GroupDocs.Redaction for Python via .NET Overview

What is GroupDocs.Redaction?

GroupDocs.Redaction for Python via .NET is a native Python library that permanently removes or obscures sensitive content from documents — across PDF, Microsoft Word, Excel, PowerPoint, and image formats — through a single, format-independent API. It runs entirely on-premise, requires no Microsoft Office or Adobe Acrobat installation, and ships as a pre-built wheel on Windows, Linux, and macOS.

Typical uses include:

  • PII / PHI removal — strip names, SSNs, emails, and other personal data from a document before it is shared, published, or archived (GDPR, HIPAA, CCPA).
  • Legal & e-discovery redaction — black out privileged phrases and annotations across every page of a production set.
  • Metadata sanitization — erase or rewrite author, company, and other hidden metadata that leaks information.
  • Irreversible redaction — rasterize the cleaned document to a PDF so the removed content can never be recovered.
  • Policy-driven batch redaction — define a reusable set of redaction rules once and apply it across many documents in a pipeline.

Key Capabilities

CapabilityDescription
Text RedactionReplace or black out text matched by an exact phrase (case-sensitive or RTL-aware) or a regular expression. See Text Redactions.
Metadata RedactionErase metadata wholesale or by filter, or rewrite values that match a pattern. See Metadata Redactions.
Image RedactionBlack out a rectangular area of an image or scanned page and clean embedded image metadata. See Image Redactions.
Annotation RedactionRewrite or delete annotations, comments, and notes by pattern. See Annotation Redactions.
Page RemovalRemove whole pages, slides, or worksheets from a document. See Remove Page Redactions.
Rasterization & SavingSave in the original format, or rasterize to a PDF (optionally PDF/A) so redactions are irreversible. See Saving Documents.
Redaction PoliciesBundle several redactions into a reusable policy and apply it across many documents. See Use Redaction Policies.
Document InspectionRead file type, page count, and size without modifying the document. See Get File Info.

Quick Example

Redact every occurrence of a phrase and save the result with just a few lines of code. The example rasterizes the result to a PDF named sample_redacted.pdf, so the removed content cannot be recovered:

from groupdocs.redaction import Redactor
from groupdocs.redaction.options import SaveOptions
from groupdocs.redaction.redactions import ExactPhraseRedaction, ReplacementOptions

def redact_text():
    # Open the document
    with Redactor("./sample.docx") as redactor:
        # Replace every occurrence of "John Doe" with "[personal]"
        redactor.apply(ExactPhraseRedaction("John Doe", ReplacementOptions("[personal]")))
        # Rasterize the result to a PDF named sample_redacted.pdf
        save_options = SaveOptions()
        save_options.add_suffix = True
        save_options.rasterize_to_pdf = True
        save_options.redacted_file_suffix = "redacted"
        redactor.save(save_options)

if __name__ == "__main__":
    redact_text()

sample.docx is the sample file used in this example. Click here to download it.

Binary file (PDF, 1.0 MB)

Download full output

For finer control, apply several redactions and keep the original format with SaveOptions(rasterize_to_pdf=False):

from groupdocs.redaction import Redactor
from groupdocs.redaction.redactions import ExactPhraseRedaction, RegexRedaction, ReplacementOptions
from groupdocs.redaction.options import SaveOptions

def redact_with_options():
    with Redactor("./sample.docx") as redactor:
        # Redact a name and any 2+ digit number sequences
        redactor.apply(ExactPhraseRedaction("John Doe", ReplacementOptions("[personal]")))
        redactor.apply(RegexRedaction(r"\d{2,}", ReplacementOptions("[number]")))

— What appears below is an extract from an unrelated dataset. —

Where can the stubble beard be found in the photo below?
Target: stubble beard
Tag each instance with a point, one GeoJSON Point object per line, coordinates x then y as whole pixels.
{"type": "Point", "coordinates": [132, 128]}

        # Keep the original DOCX format instead of rasterizing to PDF
        options = SaveOptions()
        options.add_suffix = True
        options.rasterize_to_pdf = False
        options.redacted_file_suffix = "redacted"
        redactor.save(options)

if __name__ == "__main__":
    redact_with_options()

sample.docx is the sample file used in this example. Click here to download it.

Binary file (DOCX, 16 KB)

Download full output

Where to next

  1. Install the packageInstallation walks through PyPI and offline wheel installation for Windows, Linux, and macOS.
  2. Run your first redactionHello, World! redacts a document in under five minutes.
  3. Explore runnable examplesHow to Run Examples clones the GitHub repository and runs every documented scenario locally or in Docker.
  4. Use it in depth — the Developer Guide covers every API surface with runnable, copy-paste code examples.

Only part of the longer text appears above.